Menurut Anda, apakah jarak Indonesia dengan krisis pangan sudah dekat?
Kita harus punya neraca pangan. Kebutuhan versus ketersediaan. Jadi harusnya ada satu informasi yang bisa dipertanggungjawabkan.
Seberapa besar kontribusi pangan terhadap ekonomi di era pandemi?
Pangan tidak bisa dipisahkan dengan semua kegiatan yang ada di dunia. Saat ini semua orang concern di pandemi covid-19, protokol kesehatan. kira-kira kalau makanannnya tidak baik, bisa sehat. Lalu cuci tangan, social distancing, tapi tidak makanapakah bisa sehat. Jadi, apapun yang dilakukan hari ini, pangan itu akan terus menjadi penting dan sangat penting. Mau ada pandemi, tidak ada pandemi, mau ke depan kondisi normal, pangan itu setiap hari dibutuhkan. Makanya isu pangan tidak boleh dipolitisir. Pangan itu kebutuhan yang sangat mendasar, jauh di atas yang lain. Makanya, bagaimana kita mempersiapkan pangan yang sehat, pangan yang berdaulat, pangan yang bisa diurut produksinya (kapan, dimana, oleh siapa), ke depan menjadi tuntutan kita bersama.
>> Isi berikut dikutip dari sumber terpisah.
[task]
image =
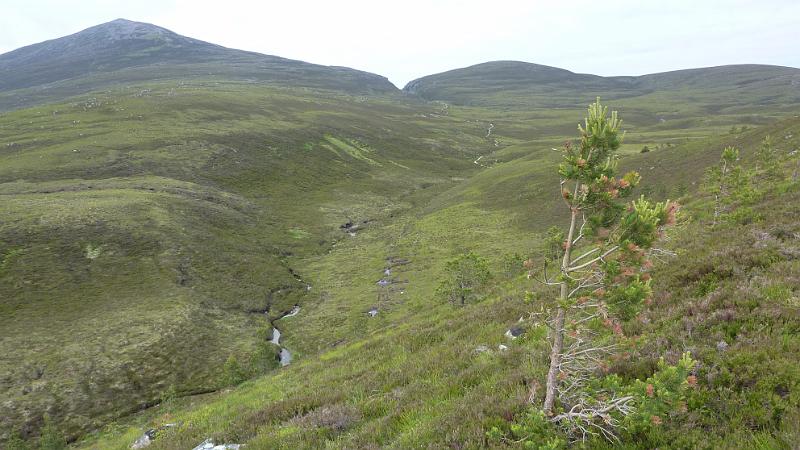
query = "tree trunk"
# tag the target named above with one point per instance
(558, 326)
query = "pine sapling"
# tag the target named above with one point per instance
(603, 279)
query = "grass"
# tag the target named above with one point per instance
(142, 226)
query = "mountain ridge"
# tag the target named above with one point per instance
(535, 84)
(123, 51)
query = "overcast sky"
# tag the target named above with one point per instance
(407, 39)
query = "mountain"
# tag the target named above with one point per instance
(123, 51)
(170, 207)
(525, 85)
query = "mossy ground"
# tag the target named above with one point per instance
(139, 231)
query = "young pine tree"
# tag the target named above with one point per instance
(768, 160)
(604, 259)
(465, 278)
(728, 183)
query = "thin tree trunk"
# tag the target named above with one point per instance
(558, 328)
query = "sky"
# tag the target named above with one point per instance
(404, 40)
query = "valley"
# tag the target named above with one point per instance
(249, 247)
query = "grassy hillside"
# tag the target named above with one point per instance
(425, 374)
(166, 203)
(680, 100)
(121, 52)
(142, 230)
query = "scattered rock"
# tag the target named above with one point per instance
(293, 312)
(149, 436)
(394, 261)
(515, 332)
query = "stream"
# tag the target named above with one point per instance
(285, 356)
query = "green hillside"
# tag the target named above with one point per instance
(168, 203)
(117, 53)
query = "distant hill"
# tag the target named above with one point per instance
(124, 51)
(521, 84)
Yang kita bicarakan di sini adalah pangan yang berkualitas, bukan sembarang pangan. Kemudian orang bisa mengukur, kenapa harus makan. Hari ini, kita baru bicara ketersediaan, belum pemenuhan gizi. Harusnya itu secara simultan bisa dikerjakan, yakni satu, pemenuhan gizi dan mengurangi angka stanting. Nomor dua, bisa mengurangi hunger global indeks (angka kelaparan). Yang ketiga, mengentaskan kemiskinan. Itu semuanya pangan. Jadi sebenarnya, satu kali nendang bola, impactnya bisa sekian banyak, termasuk percepatan dan pertumbuhan ekonomi. Negara kita 70 persennya agraris. Kalau yang 70 persen itu digelindingkan, seharusnya cepat pertumbuhan ekonominya. Menurut saya, itu bisa dikerjakan secara masif dengan mempersiapkan one big data. Kita harus punya one big data mengenai pangan. Kita perlu pula pemutakhiran data.